I hated the stayed, contained rows of polite mourners. I hated the fact that in-and-out, from "x" to "x" hour, we would "pay our respects" by listening to the "stuff," and then go back home. I hated the strange disconnection, the creepy aspect to it all. The odd absence of emotion, the odd protocol followed by us, silently sitting in the room, or softly weeping into a kleenex. Nobody talked at these services. Nobody coaxed out the true memories, the joys the funny things, the stories, the love, the PERSON. It was a walk through an odd hell, in my opinion, and I swore that I would NEVER want a "service."
I found that my own story, one of developing my own beliefs around memorial services, was one I wanted to tell.So, here is my take, and my changed viewpoint regarding memorial services:
I always absolutely refused the idea of a "memorial service," they grossed me out in their dark, *paid-for* vibe...How strange that life places one in the positions we don't necessarily expect...had anyone told me that I would end up being an "end-of-life specialist and grief counselor, I wouldn't have believed it.
With this world that I have come to know so well, I see that a service is something that assuages the shock and isolation of grief over somebody we've lost. In other words, the shock, the unwelcome wound, the slamming removal of someone we love, from our sight and days, is so overwhelming that the possibility of joining with others to feel accompanied in that love, that loss...is invaluable. It is the same motivation that brings people to the streets with flowers and candles after a bombing, for example. That need for union with others who also feel the pain…
Dark, moribund tone does not have to mark these gatherings. In those that I have reaped great love and warmth from, there is a lot of story telling and laughter…oral tradition that is so beautiful, which as a society, we have lost. People also learn a lot about the person they've lost...things they didn't know...extra "pieces" of their loved one that are so yearned-for...("I didn't know that story!") How great to leave with yet more of that person...Openings for sentimentality that we do not allow into our daily routines are so valuable, also (especially men, for their myriad societal inculcations).
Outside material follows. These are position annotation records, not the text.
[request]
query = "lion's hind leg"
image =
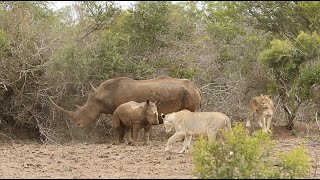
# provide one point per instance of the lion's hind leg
(174, 138)
(186, 144)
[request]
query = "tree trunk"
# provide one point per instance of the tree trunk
(290, 124)
(290, 116)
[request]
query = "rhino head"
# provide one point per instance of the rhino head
(86, 114)
(152, 112)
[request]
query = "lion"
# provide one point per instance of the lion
(263, 107)
(187, 123)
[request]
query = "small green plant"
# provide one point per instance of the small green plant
(242, 156)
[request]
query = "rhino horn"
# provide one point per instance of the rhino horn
(69, 113)
(93, 88)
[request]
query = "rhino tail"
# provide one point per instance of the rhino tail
(115, 120)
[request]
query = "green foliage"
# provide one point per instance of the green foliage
(147, 21)
(187, 72)
(309, 76)
(289, 62)
(309, 44)
(294, 164)
(222, 21)
(242, 156)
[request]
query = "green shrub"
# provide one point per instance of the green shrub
(243, 156)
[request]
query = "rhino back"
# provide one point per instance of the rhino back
(173, 94)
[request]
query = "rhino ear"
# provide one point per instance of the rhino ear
(93, 88)
(163, 116)
(157, 102)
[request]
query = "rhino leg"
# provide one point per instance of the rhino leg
(147, 130)
(121, 130)
(115, 136)
(135, 134)
(128, 135)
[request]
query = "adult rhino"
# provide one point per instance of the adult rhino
(172, 95)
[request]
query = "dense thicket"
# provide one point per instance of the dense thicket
(231, 50)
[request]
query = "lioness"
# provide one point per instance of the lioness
(262, 106)
(187, 123)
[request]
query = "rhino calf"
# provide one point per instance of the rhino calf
(187, 123)
(132, 117)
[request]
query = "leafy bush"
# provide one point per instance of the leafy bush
(243, 156)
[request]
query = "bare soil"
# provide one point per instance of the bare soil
(29, 159)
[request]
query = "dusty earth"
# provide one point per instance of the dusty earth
(28, 159)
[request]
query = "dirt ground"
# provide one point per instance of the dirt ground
(28, 159)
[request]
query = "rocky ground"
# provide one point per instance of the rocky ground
(28, 159)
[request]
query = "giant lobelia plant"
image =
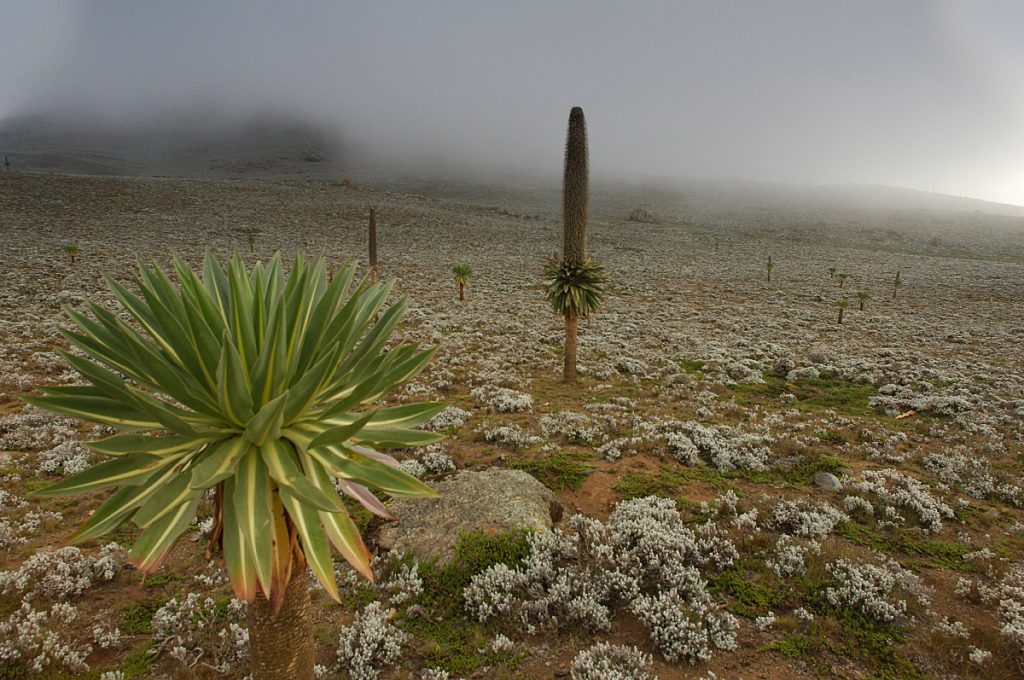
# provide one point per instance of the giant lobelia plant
(574, 285)
(253, 388)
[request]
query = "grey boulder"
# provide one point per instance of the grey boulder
(495, 500)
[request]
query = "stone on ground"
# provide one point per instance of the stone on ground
(495, 500)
(I wrote to my friend--) You are so lovely, I have no doubt whatsoever that your leave-taking would (will) occasion deep pain in many — many who would also feel compelled to and comforted by a gathering of hurting souls. I categorically reject association with funeral homes (though some mortuary owners can be wonderful, and some grieving families can not handle doing it themselves)...this is of the heart, not the wallet.
I do, however, now, understand the comfort that a get together gives…it is not a lugubrious, morbid “wahhhhhhh” ~ it is more of a circle of honor…their love for you, and the honor of carrying that privilege of friendship/ family/ acquaintance. It is affirming in ways beyond the person who’s left. It is also a precious reminder of the circle…it is good for all to be close to this consciousness…the fragility of life and the significance of n-o-w. All in all, I can not say enough about the realization of some type of gathering in honor of a loved one.
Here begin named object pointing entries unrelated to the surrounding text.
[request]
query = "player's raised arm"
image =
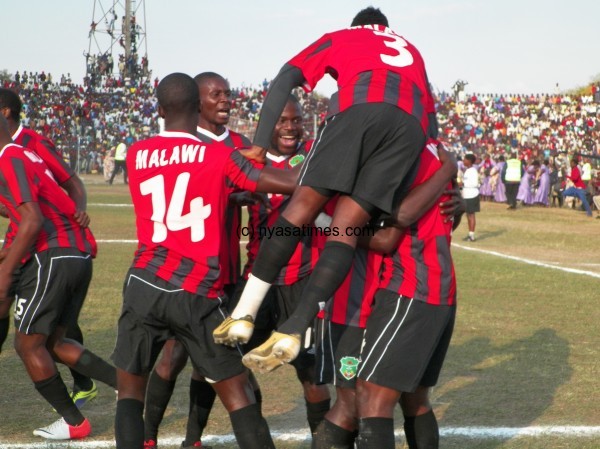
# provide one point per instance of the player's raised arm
(280, 88)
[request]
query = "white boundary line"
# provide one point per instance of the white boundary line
(528, 261)
(466, 248)
(301, 435)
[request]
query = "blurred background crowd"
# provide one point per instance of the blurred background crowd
(87, 121)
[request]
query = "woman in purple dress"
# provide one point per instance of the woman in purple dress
(542, 193)
(498, 187)
(485, 191)
(524, 195)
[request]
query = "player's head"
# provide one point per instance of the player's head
(5, 136)
(177, 96)
(370, 16)
(288, 129)
(215, 99)
(469, 159)
(10, 105)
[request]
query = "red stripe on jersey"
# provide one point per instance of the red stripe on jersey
(421, 267)
(361, 59)
(351, 303)
(261, 221)
(24, 177)
(45, 149)
(230, 250)
(179, 187)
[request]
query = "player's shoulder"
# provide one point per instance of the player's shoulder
(35, 137)
(240, 140)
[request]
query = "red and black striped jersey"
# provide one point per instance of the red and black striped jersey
(262, 217)
(371, 64)
(351, 303)
(422, 267)
(24, 177)
(45, 149)
(179, 186)
(230, 251)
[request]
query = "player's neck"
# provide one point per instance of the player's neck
(217, 130)
(182, 125)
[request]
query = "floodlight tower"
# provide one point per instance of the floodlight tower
(117, 50)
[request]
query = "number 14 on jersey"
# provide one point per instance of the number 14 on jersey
(169, 216)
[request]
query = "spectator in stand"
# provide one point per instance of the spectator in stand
(578, 188)
(542, 193)
(120, 154)
(470, 192)
(498, 187)
(512, 173)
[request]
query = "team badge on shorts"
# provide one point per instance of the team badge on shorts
(296, 160)
(349, 367)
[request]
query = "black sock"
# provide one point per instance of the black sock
(4, 325)
(90, 365)
(55, 392)
(258, 396)
(422, 431)
(129, 424)
(329, 435)
(329, 273)
(158, 394)
(202, 398)
(376, 432)
(315, 413)
(250, 429)
(80, 381)
(276, 251)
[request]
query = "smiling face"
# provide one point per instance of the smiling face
(288, 130)
(215, 104)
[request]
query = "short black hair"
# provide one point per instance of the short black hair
(178, 92)
(10, 99)
(370, 16)
(204, 76)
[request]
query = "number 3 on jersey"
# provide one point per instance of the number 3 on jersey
(403, 58)
(175, 220)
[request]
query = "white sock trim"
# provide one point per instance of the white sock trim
(252, 297)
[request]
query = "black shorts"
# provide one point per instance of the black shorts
(472, 205)
(155, 311)
(405, 342)
(51, 289)
(337, 353)
(365, 152)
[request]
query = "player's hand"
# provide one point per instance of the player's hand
(255, 153)
(248, 199)
(454, 208)
(82, 218)
(448, 160)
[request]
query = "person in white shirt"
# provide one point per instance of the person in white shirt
(120, 153)
(470, 192)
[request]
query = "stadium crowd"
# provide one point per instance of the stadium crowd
(88, 123)
(189, 289)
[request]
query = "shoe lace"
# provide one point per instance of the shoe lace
(56, 426)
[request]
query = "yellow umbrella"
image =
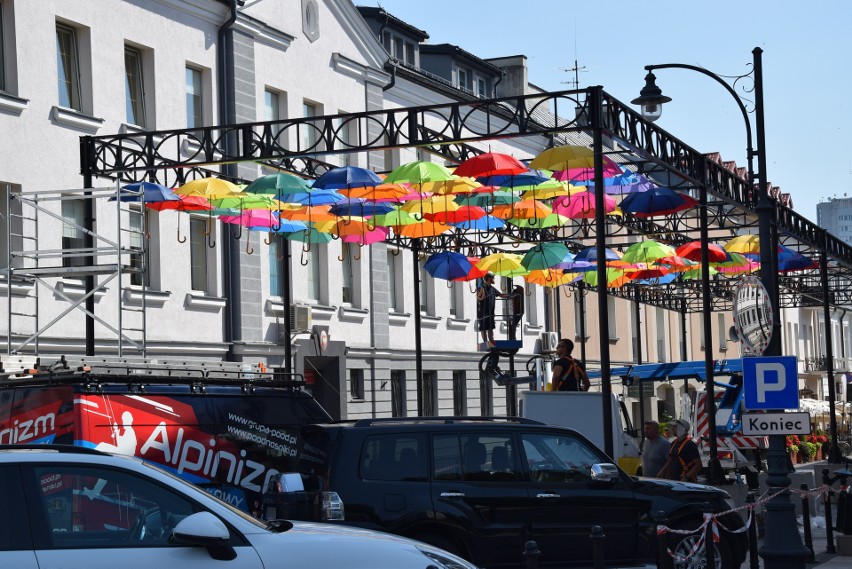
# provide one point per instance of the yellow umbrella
(563, 158)
(210, 188)
(506, 264)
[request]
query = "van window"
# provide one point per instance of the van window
(475, 457)
(395, 457)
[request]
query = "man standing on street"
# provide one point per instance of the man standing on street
(684, 461)
(655, 449)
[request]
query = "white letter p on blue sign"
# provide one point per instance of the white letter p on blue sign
(765, 373)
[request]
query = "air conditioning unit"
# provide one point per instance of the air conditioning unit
(548, 342)
(300, 318)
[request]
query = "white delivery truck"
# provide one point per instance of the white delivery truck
(583, 412)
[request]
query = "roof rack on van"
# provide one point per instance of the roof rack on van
(23, 369)
(446, 420)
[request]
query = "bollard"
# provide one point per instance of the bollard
(709, 544)
(665, 560)
(806, 522)
(597, 536)
(531, 554)
(753, 559)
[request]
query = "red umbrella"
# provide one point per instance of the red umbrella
(692, 251)
(490, 164)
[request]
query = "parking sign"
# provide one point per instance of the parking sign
(771, 383)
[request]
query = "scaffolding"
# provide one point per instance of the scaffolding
(115, 263)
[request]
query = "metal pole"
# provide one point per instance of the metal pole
(714, 467)
(596, 101)
(834, 454)
(782, 548)
(418, 353)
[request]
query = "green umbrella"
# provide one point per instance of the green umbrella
(418, 172)
(544, 256)
(647, 251)
(485, 199)
(552, 220)
(278, 184)
(310, 235)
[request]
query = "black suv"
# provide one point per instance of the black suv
(483, 487)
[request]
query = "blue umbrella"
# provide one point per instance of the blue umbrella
(150, 192)
(448, 265)
(347, 177)
(590, 255)
(486, 223)
(361, 207)
(314, 197)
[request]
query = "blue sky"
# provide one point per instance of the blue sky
(806, 68)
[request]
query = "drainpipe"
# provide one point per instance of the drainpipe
(225, 90)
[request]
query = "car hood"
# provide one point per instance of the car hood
(321, 546)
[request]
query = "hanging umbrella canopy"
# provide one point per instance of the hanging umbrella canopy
(485, 223)
(587, 173)
(581, 205)
(277, 184)
(210, 188)
(692, 251)
(448, 265)
(646, 251)
(505, 264)
(551, 220)
(544, 256)
(418, 172)
(347, 177)
(656, 201)
(744, 244)
(564, 157)
(146, 192)
(490, 164)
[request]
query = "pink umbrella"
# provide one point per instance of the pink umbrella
(579, 174)
(581, 205)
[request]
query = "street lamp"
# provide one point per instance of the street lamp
(782, 547)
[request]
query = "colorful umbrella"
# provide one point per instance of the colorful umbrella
(347, 177)
(418, 172)
(490, 164)
(277, 184)
(448, 265)
(544, 256)
(656, 201)
(692, 251)
(646, 251)
(210, 188)
(564, 157)
(582, 205)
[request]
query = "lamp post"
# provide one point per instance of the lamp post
(782, 548)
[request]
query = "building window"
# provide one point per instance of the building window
(398, 393)
(309, 131)
(276, 256)
(351, 273)
(72, 233)
(194, 99)
(134, 90)
(356, 383)
(394, 294)
(68, 68)
(430, 393)
(139, 259)
(612, 318)
(198, 259)
(459, 393)
(315, 272)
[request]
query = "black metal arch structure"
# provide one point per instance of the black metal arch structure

The way things go is a personal decision, obviously. I wanted to share my story… from a dyed-in-the-wool service rejector, to someone who finds them to be a beautiful window to LIFE, as there are few things that make us prickle with the idea of life, and its beauty and delicate nature, as does death. In those tender circles, I have found great inspiration, and love deeper than I se otherwise. These services are a gift. Thanks for reminding me of this position…I understand it, and do know several friends who vehemently want NOTHING.
I hope that this is a little window into something that we tend not to like to think about. At the same time, it can be the source of love, comfort, and awakening, such that we do not experience in our everyday lives.